Inspect runs, pause, trigger ad-hoc, or rewrite the interval in the Temporal UI at http://localhost:8080 → Schedules.

Idempotency#

Two layers:

  1. Workflow ID — Temporal rejects duplicate workflow_id while the prior run is open. Use this for "send this email once per (user, day)" semantics:
    workflow_id=f"daily-digest-{user_id}-{today}"
    
  2. Activity body — the activity itself should still be safe to re-run. Temporal will retry on transient failures, so writes must be upserts or de-duplicated by a natural key.

Error handling#

  • Raise normal Python exceptions in activities. Temporal records them in history and retries per policy.
  • For permanent failures (don't retry), raise a type listed in non_retryable_error_types on the policy (e.g. ValueError, KeyError, GitHubAuthError).
  • Activities that exceed their timeout are killed and retried (subject to maximum_attempts).
  • A workflow whose activity exhausts retries fails the workflow.
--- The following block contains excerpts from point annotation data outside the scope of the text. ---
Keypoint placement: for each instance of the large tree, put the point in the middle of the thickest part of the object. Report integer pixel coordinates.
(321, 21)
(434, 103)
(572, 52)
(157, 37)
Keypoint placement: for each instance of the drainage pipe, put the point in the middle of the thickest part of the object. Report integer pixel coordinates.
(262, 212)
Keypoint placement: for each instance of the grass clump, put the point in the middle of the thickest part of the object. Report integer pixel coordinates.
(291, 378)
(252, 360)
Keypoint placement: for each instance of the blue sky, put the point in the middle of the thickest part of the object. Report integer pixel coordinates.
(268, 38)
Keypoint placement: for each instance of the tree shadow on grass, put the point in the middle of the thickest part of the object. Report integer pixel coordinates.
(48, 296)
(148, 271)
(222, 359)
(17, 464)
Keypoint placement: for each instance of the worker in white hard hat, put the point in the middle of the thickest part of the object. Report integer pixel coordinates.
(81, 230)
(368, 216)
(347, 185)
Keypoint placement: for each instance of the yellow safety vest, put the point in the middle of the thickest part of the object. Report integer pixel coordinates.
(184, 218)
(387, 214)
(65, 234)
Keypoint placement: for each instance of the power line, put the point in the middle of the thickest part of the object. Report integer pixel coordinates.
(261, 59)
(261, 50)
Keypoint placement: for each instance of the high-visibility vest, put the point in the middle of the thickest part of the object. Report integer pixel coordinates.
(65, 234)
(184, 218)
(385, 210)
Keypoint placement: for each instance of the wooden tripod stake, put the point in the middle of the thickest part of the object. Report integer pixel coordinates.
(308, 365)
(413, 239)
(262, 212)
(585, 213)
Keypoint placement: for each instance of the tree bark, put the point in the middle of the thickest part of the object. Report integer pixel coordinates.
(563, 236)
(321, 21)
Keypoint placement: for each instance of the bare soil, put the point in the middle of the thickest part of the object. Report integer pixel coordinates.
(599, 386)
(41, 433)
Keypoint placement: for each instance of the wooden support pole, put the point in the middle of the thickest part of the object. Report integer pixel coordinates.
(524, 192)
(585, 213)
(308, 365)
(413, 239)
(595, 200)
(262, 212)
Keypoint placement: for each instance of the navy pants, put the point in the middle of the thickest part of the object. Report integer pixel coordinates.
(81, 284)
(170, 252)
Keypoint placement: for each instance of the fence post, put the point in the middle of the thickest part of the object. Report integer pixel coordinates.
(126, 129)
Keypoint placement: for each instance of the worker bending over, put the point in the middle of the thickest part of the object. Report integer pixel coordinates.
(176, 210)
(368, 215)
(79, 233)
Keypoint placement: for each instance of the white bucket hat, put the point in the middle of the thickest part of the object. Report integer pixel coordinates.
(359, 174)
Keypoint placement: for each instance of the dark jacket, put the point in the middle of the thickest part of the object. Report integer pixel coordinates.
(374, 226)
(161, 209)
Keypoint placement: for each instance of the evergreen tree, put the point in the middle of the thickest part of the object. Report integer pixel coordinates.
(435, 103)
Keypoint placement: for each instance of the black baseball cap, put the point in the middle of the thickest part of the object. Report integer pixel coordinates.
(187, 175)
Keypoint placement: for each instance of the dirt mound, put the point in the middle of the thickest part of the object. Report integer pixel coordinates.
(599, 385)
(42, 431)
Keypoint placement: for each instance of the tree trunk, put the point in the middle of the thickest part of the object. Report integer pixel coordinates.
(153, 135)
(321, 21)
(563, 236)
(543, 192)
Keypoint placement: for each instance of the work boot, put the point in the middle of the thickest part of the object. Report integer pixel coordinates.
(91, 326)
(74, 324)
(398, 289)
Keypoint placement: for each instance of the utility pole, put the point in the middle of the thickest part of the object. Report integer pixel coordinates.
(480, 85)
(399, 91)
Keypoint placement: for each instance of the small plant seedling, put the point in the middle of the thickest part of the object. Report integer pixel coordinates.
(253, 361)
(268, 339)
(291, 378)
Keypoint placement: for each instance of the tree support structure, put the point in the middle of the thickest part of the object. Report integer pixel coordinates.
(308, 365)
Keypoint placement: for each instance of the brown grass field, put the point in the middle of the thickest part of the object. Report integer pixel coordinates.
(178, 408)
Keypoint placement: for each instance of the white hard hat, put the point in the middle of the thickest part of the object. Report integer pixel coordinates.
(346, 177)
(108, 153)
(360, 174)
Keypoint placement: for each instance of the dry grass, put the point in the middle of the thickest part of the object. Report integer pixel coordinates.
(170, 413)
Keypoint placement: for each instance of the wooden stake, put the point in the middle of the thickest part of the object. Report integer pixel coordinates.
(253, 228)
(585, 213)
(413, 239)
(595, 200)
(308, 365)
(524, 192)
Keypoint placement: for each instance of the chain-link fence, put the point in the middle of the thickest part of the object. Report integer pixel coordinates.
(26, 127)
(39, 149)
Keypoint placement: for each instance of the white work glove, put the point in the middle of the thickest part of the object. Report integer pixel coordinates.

Inspect failures in the Temporal UI.

Local dev tips#

# Run the worker outside Docker (auto-reloads on file changes when paired with watchman)
cd backend && python -m aexy.temporal.worker

# Scope to specific queues
python -m aexy.temporal.worker --queues sync,analysis

# Open the UI
open http://localhost:8080

To trigger a one-off run manually, you can call dispatch() from a REPL or use the Temporal UI's "Start Workflow" form with SingleActivityWorkflow.run and a SingleActivityInput payload.

Migrating old code#

If you see Celery patterns in the repo:

CeleryTemporal
task.delay(args)await dispatch("task_name", Input(args), task_queue=TaskQueue.X)
@app.task@activity.defn(name="task_name") + entry in ACTIVITY_CONFIG
Celery Beat scheduleEntry in temporal/schedules.py
celery -A app workerpython -m aexy.temporal.worker
Celery flowerTemporal UI on :8080

backend/src/aexy/processing/celery_app.py is a deprecated stub that exists only to keep old imports from crashing. Don't add new tasks there.